Silicon Valley Billionaire Sean Parker Donates $250 Million To Cancer Immunotherapy Research

(Reuters) – A $250 million grant from Silicon Valley billionaire Sean Parker, announced on Wednesday, aims to speed development of more effective cancer treatments by fostering collaboration among leading researchers in the field.

The Parker Institute for Cancer Immunotherapy will include over 40 laboratories and more than 300 researchers from six key cancer centers: New York’s Memorial Sloan Kettering, Stanford Medicine, the University of California, Los Angeles, the University of California, San Francisco, Houston’s University of Texas MD Anderson and the University of Pennsylvania in Philadelphia.

“Any breakthrough made at one center is immediately available to another center without any kind of IP (intellectual property) entanglements or bureaucracy,” Parker, the co-founder of music-sharing website Napster and the first president of Facebook, told Reuters in an interview.

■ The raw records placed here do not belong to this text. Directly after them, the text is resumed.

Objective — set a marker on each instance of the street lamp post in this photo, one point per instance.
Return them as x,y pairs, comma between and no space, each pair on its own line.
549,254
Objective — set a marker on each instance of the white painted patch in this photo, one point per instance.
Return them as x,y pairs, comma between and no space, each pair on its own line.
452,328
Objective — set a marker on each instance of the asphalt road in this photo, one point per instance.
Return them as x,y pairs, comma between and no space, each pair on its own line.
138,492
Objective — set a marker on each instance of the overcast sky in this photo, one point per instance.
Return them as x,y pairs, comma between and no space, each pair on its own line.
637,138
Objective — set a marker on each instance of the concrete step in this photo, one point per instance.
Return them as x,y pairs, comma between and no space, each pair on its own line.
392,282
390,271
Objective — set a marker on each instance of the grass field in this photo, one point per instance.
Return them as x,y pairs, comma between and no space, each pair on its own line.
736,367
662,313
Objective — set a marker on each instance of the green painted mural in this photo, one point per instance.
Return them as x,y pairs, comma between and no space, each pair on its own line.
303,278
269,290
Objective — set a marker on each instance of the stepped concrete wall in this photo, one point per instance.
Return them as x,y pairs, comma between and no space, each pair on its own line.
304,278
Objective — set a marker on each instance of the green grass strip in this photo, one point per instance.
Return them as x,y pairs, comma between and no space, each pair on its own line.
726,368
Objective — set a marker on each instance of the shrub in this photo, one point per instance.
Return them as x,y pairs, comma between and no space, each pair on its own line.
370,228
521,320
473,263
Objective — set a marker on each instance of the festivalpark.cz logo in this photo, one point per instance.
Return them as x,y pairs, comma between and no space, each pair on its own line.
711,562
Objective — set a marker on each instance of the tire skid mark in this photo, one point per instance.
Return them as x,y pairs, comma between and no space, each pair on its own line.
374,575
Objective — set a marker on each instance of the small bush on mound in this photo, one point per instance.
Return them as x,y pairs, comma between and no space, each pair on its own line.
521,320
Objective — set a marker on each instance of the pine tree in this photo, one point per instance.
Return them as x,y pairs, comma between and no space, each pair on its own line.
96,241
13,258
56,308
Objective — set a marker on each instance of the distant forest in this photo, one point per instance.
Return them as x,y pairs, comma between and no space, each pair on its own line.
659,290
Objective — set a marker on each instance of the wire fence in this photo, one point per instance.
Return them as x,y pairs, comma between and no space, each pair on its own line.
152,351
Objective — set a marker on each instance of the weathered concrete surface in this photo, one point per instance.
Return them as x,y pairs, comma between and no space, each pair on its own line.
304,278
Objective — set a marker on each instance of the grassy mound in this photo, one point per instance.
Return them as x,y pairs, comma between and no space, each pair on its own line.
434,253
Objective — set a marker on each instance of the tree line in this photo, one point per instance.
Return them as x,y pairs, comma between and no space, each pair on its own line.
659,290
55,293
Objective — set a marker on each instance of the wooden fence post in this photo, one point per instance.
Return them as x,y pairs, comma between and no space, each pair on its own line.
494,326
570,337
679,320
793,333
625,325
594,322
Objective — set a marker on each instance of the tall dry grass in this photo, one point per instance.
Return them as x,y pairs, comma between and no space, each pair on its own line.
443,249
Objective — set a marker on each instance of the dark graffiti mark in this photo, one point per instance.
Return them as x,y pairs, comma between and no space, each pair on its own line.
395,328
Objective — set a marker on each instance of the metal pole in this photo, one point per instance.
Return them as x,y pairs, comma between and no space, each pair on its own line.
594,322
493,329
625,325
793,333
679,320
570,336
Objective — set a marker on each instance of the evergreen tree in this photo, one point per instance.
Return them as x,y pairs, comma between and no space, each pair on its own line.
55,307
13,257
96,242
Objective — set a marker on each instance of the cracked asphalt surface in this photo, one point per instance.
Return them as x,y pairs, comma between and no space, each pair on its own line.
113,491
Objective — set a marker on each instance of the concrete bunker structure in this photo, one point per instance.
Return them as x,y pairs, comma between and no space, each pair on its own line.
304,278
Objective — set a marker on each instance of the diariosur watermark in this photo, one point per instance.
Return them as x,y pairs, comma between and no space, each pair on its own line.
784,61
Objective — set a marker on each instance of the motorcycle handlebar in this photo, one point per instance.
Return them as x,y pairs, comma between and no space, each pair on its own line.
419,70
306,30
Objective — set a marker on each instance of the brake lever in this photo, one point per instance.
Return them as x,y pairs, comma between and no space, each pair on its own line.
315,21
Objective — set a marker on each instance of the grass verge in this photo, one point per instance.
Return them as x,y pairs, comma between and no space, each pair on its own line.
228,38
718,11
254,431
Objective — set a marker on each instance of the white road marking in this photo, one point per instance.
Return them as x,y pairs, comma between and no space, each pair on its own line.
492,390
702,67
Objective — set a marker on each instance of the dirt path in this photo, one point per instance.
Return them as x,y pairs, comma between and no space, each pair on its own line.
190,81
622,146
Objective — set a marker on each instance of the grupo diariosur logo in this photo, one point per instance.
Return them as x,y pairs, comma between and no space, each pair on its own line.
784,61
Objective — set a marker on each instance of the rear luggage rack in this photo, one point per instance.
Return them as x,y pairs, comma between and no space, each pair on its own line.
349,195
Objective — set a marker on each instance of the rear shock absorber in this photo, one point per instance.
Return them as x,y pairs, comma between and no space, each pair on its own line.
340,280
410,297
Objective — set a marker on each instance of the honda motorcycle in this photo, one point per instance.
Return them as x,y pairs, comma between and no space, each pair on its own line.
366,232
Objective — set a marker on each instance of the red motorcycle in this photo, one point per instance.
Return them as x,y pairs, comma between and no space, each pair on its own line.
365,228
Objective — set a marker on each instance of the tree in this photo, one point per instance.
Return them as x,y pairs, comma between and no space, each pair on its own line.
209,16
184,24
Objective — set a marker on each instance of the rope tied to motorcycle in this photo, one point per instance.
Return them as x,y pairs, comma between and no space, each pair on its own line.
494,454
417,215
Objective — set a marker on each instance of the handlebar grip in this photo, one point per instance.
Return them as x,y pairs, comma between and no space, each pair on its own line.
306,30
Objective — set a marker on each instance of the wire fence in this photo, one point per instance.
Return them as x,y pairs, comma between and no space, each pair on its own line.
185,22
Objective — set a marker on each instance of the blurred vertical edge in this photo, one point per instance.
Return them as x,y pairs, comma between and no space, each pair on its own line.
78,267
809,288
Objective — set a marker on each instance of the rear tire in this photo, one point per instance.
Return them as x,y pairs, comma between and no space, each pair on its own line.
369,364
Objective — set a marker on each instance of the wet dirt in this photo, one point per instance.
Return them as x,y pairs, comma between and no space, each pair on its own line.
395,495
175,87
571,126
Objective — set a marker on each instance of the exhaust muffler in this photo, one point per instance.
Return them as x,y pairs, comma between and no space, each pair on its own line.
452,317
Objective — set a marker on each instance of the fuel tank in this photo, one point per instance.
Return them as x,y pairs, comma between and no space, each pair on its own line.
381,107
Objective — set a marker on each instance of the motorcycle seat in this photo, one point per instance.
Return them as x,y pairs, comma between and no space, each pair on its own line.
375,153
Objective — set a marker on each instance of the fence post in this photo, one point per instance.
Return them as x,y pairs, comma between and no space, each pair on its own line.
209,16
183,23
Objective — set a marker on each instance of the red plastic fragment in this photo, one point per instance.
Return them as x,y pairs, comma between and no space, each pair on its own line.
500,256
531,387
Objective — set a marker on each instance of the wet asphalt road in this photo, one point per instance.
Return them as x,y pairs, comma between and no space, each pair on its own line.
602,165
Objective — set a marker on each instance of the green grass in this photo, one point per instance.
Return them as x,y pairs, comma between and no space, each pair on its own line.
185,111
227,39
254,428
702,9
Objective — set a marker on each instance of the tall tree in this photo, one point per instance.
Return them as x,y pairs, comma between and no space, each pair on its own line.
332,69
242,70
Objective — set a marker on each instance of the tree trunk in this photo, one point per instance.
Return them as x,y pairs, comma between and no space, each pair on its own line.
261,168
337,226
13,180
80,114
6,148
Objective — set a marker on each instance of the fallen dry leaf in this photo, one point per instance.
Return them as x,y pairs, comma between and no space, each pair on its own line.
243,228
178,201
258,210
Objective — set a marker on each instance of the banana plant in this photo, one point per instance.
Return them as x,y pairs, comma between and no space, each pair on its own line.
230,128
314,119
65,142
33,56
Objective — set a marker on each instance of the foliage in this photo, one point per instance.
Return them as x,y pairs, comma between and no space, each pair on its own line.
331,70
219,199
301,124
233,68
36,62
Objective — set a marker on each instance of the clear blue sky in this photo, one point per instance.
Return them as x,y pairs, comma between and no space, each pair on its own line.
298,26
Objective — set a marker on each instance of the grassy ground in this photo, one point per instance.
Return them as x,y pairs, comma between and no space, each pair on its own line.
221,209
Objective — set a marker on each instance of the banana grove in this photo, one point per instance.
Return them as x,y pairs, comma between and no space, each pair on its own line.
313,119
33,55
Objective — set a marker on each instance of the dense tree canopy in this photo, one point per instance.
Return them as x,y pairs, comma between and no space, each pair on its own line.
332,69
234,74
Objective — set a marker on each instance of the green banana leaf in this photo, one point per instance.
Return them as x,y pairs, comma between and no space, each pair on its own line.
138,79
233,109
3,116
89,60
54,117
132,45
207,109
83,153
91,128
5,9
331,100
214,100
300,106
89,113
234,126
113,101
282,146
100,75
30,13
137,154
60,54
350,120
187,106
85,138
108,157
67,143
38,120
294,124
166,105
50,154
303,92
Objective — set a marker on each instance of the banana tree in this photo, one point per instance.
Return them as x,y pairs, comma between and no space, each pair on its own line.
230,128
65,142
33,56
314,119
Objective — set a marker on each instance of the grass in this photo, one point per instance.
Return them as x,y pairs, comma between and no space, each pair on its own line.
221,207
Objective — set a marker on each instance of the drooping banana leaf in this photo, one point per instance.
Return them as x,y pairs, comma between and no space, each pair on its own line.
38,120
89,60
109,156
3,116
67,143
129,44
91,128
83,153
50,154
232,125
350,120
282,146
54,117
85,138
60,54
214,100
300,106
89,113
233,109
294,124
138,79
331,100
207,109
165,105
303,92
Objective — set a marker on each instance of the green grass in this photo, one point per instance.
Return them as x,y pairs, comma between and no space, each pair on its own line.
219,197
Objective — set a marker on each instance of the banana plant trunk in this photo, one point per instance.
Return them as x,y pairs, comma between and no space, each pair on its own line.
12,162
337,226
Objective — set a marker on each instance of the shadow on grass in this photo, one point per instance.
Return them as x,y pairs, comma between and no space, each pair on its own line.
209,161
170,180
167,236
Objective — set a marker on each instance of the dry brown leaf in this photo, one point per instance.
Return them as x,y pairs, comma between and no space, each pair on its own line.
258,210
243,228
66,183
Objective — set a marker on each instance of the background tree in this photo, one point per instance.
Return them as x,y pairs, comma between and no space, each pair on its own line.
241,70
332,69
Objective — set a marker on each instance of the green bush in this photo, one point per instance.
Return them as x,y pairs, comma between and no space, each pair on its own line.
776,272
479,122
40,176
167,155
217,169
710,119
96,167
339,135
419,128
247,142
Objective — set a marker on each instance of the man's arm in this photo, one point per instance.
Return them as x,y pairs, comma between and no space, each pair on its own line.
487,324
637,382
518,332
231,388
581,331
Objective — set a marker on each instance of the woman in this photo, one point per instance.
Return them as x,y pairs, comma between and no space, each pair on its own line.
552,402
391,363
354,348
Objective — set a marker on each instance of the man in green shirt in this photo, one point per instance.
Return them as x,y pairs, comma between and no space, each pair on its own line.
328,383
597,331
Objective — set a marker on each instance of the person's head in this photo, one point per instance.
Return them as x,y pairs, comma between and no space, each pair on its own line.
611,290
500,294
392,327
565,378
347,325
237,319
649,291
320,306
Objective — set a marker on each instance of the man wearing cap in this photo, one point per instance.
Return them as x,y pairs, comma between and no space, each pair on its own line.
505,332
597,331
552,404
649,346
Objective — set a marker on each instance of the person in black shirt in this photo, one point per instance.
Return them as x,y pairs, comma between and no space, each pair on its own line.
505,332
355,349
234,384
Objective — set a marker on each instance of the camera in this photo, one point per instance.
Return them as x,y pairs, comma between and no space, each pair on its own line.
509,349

The institute will focus on the emerging field of cancer immunotherapy, which harnesses the body’s immune system to fight cancer cells.

Recently approved drugs such as Yervoy and Opdivo from Bristol Myers Squibb Co and Merck & Co Inc’s Keytruda have helped some patients sustain remission. But those first-generation therapies do not work for everyone, and scientists are trying to understand how to make them more effective.